Disclosure of Invention
The invention aims to overcome the defects in the prior art and provides a method and a device for detecting a moving target of a video image. In addition, the invention also aims to provide a stable video image target detection method
Another object of the present invention is to implement a two-layer gaussian modeling algorithm.
It is another object of the invention to implement a post-processing algorithm for processing images.
In order to achieve the above object, the present invention provides a method for detecting a moving object in a video image, including: s1, performing background modeling on an image input by a video through two layers of Gaussian mixture models to obtain a video image background of the video input image, wherein the input of a secondary Gaussian mixture model is a result of the modeling of the primary Gaussian mixture model; s2, performing difference processing on the video image background and the video input image frame by frame to obtain a video image foreground of the video image; and S3, sequentially carrying out binarization processing on the foreground of the video image based on an Otsu threshold value, eliminating a communicated region based on morphological corrosion and expansion operation and eliminating a small region based on the size of a pixel value to form a foreground target of the input video image.
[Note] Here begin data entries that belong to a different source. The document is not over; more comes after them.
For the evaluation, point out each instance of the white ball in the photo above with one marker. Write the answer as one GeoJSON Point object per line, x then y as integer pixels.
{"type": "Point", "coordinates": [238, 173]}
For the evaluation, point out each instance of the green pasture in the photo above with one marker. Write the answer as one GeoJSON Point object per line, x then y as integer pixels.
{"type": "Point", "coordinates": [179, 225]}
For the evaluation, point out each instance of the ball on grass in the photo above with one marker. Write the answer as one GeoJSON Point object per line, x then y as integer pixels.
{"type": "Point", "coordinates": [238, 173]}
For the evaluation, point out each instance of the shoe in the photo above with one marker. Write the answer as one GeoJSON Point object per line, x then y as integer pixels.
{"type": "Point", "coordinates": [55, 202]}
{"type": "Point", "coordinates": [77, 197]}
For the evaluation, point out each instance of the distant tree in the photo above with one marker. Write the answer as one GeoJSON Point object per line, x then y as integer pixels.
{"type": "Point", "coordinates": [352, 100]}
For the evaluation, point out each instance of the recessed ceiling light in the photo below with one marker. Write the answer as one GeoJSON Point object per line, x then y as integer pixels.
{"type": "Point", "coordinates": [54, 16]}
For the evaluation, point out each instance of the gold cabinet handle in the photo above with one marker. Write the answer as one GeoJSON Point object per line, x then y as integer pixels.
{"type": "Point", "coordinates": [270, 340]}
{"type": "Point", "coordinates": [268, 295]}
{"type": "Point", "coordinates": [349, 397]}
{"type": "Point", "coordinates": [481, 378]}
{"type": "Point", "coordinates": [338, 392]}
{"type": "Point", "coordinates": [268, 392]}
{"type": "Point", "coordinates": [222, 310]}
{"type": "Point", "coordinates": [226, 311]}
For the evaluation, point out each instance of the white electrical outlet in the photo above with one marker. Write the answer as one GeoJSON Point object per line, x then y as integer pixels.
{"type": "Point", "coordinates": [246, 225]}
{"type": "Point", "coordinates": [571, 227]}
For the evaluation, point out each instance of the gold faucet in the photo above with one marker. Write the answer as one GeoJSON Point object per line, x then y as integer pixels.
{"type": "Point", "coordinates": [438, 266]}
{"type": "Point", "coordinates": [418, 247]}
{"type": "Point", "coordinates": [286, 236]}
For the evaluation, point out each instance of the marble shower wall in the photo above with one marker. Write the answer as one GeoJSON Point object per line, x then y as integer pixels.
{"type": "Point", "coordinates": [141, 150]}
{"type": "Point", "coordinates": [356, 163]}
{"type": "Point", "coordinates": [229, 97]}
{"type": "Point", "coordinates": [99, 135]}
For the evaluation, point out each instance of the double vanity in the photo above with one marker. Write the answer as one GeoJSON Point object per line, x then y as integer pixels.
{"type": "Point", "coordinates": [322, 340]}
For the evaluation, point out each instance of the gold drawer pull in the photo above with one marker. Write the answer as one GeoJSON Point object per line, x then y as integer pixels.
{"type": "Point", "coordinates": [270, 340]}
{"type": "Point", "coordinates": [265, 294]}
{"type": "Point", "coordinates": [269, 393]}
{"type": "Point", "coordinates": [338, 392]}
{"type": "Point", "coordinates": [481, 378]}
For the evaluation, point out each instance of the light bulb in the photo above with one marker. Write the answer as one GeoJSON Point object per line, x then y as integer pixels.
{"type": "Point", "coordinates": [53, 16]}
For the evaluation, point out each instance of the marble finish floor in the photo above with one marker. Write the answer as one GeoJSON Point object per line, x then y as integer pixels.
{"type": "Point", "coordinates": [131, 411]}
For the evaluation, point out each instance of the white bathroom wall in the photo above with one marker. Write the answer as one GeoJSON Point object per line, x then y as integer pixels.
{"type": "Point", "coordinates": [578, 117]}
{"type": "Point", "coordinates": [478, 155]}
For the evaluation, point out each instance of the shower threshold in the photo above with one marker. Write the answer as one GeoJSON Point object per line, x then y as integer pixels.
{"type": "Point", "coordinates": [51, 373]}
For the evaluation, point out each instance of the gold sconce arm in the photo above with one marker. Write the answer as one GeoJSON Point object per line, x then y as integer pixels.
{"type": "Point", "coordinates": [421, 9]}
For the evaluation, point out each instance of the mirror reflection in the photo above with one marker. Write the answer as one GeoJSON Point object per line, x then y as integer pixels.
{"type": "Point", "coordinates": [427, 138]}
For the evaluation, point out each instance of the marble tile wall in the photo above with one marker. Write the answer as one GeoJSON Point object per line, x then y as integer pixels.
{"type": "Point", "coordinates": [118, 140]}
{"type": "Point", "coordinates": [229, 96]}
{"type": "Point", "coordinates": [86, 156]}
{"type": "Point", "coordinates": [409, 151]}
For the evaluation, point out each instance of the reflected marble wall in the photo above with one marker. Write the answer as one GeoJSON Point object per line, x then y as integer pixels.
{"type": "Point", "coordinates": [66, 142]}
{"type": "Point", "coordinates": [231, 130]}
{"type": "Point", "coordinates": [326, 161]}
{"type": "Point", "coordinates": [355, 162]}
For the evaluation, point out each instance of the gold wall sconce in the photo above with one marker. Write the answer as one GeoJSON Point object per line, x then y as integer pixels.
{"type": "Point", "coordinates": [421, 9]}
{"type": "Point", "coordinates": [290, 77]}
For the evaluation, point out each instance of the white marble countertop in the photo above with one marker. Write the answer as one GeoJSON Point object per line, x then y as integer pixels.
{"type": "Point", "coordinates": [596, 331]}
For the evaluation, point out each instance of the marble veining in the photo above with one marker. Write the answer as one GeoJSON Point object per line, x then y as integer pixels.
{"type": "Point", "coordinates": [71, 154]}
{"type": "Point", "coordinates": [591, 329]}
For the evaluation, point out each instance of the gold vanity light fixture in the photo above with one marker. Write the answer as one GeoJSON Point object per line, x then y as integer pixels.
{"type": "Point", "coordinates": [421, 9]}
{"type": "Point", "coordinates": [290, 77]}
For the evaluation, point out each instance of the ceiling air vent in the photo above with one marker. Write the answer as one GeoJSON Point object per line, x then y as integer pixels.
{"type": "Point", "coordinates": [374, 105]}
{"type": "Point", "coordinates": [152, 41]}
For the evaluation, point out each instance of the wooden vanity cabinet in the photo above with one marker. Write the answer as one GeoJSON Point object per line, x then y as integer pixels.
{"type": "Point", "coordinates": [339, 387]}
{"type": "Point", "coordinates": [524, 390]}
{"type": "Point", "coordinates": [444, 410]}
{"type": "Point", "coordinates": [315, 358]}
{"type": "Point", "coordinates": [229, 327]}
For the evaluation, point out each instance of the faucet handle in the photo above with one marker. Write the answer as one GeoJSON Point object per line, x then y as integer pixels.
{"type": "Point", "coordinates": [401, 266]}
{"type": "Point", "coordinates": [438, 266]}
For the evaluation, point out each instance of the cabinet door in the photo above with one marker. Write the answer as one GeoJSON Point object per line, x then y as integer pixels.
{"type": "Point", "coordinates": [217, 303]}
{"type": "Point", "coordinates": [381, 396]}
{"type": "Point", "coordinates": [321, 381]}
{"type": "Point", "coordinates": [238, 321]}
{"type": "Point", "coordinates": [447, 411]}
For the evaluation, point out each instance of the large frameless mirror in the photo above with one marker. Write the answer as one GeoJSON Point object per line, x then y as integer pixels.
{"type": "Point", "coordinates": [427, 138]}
In addition, the present invention also provides a video image target detection apparatus, including: the background modeling unit is used for carrying out background modeling on the image input by the video through two layers of Gaussian mixture models to obtain the video image background of the video input image, wherein the input of the secondary Gaussian mixture model is the result of the modeling of the primary Gaussian mixture model; the background elimination unit is used for carrying out difference processing on the video image background output by the background modeling unit and the video input image frame by frame to obtain a video image foreground of the video image; and the post-processing unit is used for sequentially carrying out binarization processing based on an Otsu threshold value, elimination of a connected region based on morphological corrosion and expansion operation and elimination of a small region based on the size of a pixel value on the video image foreground output by the background elimination unit to form a foreground target of the input video image.
In addition, the present invention also provides a video image target detection device, including: one or more processors; a non-transitory computer readable storage medium storing one or more instructions that when executed by the processor are configured to: performing background modeling on an image input by a video through two layers of Gaussian mixture models to obtain a video image background of the video input image, wherein the input of the second Gaussian mixture model is a result of the modeling of the first Gaussian mixture model; performing frame-by-frame difference processing on the video image background and the video input image to obtain a video image foreground of the video image; and carrying out binarization processing on the foreground of the video image based on an Otsu threshold value, eliminating a communicated region based on morphological corrosion and expansion operation and eliminating a small region based on the size of a pixel value in sequence to form a foreground target of the input video image.
The invention has the beneficial effects that: firstly, the modeling mode of the two-layer Gaussian mixture model provided by the invention can achieve a relatively balanced effect in the aspects of calculation speed and background modeling accuracy, and the effect is stable. Secondly, the algorithm avoids the interference of small targets through various image post-processing operations including binarization and morphological operations. And thirdly, the algorithm can effectively realize background modeling of the video continuous images, thereby effectively detecting the moving target.
Detailed Description
In image and adaptation, so-called video is actually a series of images with time series characteristics, also a series of images. For a common surveillance video, since the camera is relatively stable, there will be a relatively stable scene in the sequence image, i.e. the background, which will not change. Objects that change in the background, i.e. moving objects, need to be detected because they have valuable information, so-called foreground information. The background and the foreground are actually images, but the background is generally unchanged, and the foreground is used as a moving target and is changed in real time.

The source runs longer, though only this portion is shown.